October 05, 2004|Globe Correspondent

Chronicles: Volume One, By Bob Dylan, Simon & Schuster, 304 pp., $24

The first volume of Bob Dylan's ornery autobiography is a fascinating, maddening time-travel ride. Though oddly structured and lacking context, the book's easy, conversational style still makes "Chronicles: Volume One" engaging. In the end, it's easy enough to forgive its jumpy chronology and to excuse how much Dylan leaves unexplained.

Ambiguity and mystery, so potent here, have long been key to Dylan's mojo.

"Chronicles" stresses Dylan's life in New York in the early '60s and highlights "New Morning," a 1970 album, and "Oh Mercy," a 1989 disk that Daniel Lanois produced. It touches winningly, if fleetingly, on Dylan's early years in Minnesota's Iron Range and artfully weaves the artistic and the historical.

Explaining "Everything Is Broken," an "Oh Mercy" tune, Dylan writes, "Danny didn't have to swamp it up too much, it was already swamped up pretty good when it came to him. Critics usually didn't like a song like this coming out of me because it didn't seem to be autobiographical. Maybe not, but the stuff I write does come from an autobiographical place."

That unamplified statement is nearly as tantalizingly vague as the praise Dylan bestows on his wife as he explores New Orleans during the "Oh Mercy" recording days. He recalls, "The one thing about her that I always loved was that she was never one of those people who thinks that someone else is the answer to their happiness. Me or anybody else. She's always had her own happiness."

But the question is, which wife? Although Dylan, who was divorced from first wife Sara in 1977, never identifies his wife or children here, he gives the impression of being a family man fighting to protect his brood from the slings and arrows of his outrageous celebrity.

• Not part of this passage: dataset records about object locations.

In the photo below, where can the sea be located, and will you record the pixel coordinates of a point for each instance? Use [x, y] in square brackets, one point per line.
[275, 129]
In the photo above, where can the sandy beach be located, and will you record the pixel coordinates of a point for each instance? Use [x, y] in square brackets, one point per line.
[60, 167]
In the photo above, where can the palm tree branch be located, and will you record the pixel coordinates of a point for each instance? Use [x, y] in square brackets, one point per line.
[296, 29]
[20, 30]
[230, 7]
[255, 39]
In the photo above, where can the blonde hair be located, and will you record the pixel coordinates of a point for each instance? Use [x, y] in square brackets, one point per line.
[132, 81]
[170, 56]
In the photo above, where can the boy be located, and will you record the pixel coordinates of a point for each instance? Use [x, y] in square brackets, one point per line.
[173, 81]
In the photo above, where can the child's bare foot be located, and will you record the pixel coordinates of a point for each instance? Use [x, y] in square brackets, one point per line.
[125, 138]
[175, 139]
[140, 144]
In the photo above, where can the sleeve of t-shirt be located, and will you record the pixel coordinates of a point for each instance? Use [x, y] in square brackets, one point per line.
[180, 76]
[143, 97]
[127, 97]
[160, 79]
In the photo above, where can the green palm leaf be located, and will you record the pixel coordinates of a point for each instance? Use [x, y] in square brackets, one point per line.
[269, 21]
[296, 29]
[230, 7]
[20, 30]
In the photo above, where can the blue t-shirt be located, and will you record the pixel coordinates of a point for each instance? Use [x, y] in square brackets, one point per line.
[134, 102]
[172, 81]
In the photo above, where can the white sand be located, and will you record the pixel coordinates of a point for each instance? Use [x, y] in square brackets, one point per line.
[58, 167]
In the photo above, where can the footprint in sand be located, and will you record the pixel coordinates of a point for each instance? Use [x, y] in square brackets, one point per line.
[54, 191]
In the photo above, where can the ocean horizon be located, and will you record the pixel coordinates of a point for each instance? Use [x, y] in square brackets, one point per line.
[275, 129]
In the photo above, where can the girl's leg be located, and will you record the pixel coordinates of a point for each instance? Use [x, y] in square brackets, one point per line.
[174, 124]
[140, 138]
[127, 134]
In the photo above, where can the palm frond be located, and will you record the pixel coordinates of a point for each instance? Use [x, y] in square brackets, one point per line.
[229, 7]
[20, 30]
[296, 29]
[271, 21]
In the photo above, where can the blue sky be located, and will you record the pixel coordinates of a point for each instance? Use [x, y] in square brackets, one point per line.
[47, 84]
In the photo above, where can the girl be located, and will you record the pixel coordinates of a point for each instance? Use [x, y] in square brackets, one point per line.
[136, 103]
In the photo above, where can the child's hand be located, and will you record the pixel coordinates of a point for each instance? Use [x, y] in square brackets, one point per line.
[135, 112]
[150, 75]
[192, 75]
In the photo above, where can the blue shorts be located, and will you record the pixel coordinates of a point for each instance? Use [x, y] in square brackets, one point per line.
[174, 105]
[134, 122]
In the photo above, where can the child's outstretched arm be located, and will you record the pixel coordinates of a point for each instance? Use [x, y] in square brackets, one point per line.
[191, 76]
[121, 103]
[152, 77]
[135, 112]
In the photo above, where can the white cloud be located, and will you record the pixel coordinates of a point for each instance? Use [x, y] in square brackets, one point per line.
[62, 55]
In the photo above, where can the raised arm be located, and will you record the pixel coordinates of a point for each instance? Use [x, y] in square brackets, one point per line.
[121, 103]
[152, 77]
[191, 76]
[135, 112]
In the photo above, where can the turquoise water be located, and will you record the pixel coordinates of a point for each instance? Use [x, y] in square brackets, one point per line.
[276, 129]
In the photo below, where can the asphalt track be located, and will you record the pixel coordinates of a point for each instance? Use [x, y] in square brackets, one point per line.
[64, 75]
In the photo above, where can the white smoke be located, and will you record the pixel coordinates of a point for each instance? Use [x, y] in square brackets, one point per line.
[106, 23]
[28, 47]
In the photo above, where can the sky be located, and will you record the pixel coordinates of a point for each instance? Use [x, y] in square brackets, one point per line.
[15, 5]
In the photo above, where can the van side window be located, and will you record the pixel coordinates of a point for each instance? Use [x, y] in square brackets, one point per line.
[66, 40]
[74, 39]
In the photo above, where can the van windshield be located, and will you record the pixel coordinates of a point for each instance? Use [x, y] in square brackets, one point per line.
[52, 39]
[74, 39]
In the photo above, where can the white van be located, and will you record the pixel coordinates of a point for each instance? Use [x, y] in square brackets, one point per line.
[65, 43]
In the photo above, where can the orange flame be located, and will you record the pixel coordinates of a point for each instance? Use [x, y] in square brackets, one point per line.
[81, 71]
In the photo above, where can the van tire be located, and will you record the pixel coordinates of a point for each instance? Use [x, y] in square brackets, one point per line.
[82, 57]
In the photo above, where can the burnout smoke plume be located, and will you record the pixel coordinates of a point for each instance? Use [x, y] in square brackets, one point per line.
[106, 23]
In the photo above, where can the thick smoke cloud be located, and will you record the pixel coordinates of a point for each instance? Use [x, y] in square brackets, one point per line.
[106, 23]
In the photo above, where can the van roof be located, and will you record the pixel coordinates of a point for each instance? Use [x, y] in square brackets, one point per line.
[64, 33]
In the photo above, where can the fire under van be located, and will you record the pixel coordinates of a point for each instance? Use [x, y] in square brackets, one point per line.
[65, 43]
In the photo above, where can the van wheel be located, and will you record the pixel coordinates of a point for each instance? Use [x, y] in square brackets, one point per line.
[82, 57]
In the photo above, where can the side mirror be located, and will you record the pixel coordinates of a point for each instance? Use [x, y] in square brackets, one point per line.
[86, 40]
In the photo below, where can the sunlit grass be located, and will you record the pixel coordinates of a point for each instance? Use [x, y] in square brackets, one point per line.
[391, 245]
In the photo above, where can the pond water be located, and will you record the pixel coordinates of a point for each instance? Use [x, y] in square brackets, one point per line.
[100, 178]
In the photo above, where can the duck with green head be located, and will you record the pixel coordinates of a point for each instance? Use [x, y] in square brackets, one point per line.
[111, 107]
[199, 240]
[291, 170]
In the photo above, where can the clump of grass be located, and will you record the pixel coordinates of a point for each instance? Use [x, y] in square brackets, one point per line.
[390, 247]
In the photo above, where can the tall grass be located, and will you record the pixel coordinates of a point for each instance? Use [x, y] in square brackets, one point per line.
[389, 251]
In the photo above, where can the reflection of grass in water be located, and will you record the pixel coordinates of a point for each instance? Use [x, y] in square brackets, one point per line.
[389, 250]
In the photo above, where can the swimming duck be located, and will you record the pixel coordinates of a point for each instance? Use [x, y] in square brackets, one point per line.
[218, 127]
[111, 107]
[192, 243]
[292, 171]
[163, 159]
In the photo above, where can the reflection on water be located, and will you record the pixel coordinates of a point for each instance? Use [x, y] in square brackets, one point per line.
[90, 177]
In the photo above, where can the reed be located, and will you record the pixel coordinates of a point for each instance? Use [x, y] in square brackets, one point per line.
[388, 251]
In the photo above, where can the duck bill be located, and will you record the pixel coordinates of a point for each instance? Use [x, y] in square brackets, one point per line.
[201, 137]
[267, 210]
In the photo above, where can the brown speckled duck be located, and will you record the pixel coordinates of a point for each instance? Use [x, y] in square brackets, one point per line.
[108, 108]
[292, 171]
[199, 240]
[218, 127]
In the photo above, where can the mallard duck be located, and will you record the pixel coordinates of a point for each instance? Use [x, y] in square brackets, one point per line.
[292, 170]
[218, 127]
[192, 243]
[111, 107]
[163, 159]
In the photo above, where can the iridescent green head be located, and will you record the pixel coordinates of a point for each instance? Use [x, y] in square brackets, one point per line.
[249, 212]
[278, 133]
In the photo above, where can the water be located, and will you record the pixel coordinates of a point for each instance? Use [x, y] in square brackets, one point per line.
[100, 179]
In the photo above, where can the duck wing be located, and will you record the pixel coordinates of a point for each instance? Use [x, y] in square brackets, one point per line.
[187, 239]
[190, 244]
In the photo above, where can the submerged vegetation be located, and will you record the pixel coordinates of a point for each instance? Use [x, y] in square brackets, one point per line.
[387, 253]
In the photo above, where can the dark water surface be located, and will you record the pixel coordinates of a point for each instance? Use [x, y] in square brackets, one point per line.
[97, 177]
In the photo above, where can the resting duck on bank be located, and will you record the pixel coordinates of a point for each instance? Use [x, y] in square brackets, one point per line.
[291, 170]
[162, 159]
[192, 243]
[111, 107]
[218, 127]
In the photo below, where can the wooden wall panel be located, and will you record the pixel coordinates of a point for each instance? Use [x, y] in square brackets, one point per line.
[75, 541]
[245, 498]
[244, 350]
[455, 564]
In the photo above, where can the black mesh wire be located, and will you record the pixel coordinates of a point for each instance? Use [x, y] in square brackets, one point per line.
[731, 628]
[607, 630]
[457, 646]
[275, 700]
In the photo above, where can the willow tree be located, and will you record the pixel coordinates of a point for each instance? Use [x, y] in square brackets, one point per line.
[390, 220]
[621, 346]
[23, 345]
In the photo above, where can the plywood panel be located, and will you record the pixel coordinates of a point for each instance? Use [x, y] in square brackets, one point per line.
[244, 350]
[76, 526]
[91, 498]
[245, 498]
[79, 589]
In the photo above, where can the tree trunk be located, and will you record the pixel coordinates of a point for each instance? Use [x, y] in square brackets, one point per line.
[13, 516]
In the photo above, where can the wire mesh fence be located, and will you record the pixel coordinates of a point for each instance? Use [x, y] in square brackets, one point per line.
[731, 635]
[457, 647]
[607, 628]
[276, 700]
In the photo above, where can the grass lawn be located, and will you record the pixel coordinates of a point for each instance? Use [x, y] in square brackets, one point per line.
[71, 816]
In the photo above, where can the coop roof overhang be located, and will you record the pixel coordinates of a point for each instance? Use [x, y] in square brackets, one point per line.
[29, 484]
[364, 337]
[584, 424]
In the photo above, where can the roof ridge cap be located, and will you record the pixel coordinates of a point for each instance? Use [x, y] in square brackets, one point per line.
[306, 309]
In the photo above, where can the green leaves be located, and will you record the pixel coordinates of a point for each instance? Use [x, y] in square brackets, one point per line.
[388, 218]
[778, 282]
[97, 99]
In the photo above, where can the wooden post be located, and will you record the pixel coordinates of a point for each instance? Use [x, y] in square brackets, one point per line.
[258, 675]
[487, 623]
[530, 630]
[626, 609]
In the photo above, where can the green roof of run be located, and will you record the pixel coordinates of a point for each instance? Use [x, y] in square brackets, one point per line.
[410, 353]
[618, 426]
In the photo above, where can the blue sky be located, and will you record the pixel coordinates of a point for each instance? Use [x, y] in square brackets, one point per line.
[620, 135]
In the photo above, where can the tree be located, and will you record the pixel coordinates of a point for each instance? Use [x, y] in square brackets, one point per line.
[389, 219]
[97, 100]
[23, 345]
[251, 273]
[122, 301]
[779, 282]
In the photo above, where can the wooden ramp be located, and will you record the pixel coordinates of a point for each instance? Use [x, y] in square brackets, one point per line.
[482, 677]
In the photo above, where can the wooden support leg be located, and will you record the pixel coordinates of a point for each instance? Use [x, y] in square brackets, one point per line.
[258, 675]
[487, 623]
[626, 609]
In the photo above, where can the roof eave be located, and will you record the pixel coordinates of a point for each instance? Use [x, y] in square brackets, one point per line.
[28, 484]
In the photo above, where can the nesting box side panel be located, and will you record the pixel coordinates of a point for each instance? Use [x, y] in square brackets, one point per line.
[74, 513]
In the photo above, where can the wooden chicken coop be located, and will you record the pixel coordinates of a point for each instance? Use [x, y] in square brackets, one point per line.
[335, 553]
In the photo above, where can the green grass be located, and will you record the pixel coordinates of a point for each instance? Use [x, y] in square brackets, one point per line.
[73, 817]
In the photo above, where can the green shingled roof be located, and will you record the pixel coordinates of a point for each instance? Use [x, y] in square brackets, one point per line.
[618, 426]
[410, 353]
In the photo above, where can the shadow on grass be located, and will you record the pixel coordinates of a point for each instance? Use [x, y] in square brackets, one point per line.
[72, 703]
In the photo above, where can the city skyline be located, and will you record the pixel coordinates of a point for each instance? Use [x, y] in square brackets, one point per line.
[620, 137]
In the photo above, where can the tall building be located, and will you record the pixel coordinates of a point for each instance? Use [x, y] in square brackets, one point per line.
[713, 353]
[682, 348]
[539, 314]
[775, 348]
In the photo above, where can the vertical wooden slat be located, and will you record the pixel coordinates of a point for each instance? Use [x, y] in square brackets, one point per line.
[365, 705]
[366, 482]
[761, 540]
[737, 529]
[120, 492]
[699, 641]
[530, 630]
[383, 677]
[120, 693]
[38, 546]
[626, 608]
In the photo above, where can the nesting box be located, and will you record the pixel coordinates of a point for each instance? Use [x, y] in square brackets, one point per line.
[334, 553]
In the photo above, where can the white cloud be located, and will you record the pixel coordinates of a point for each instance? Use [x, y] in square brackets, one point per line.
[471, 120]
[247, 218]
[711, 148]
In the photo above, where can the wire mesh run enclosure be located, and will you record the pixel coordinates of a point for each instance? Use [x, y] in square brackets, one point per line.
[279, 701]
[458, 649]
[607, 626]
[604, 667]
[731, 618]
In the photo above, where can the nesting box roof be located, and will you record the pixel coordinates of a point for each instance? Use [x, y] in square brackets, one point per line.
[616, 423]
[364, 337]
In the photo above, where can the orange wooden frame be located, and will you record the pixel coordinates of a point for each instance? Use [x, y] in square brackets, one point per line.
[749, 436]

Dealing with the kind of spin that politicians envy, such "factuality" guards Dylan's privacy but also whets the appetite for more color and truth.

He is more explicit about the cultural landscape. We learn that for him the Civil War is "the all-encompassing template behind everything that I would write," that mysterious bluesman Robert Johnson is a touchstone, and that roots songwriter Woody Guthrie is a role model.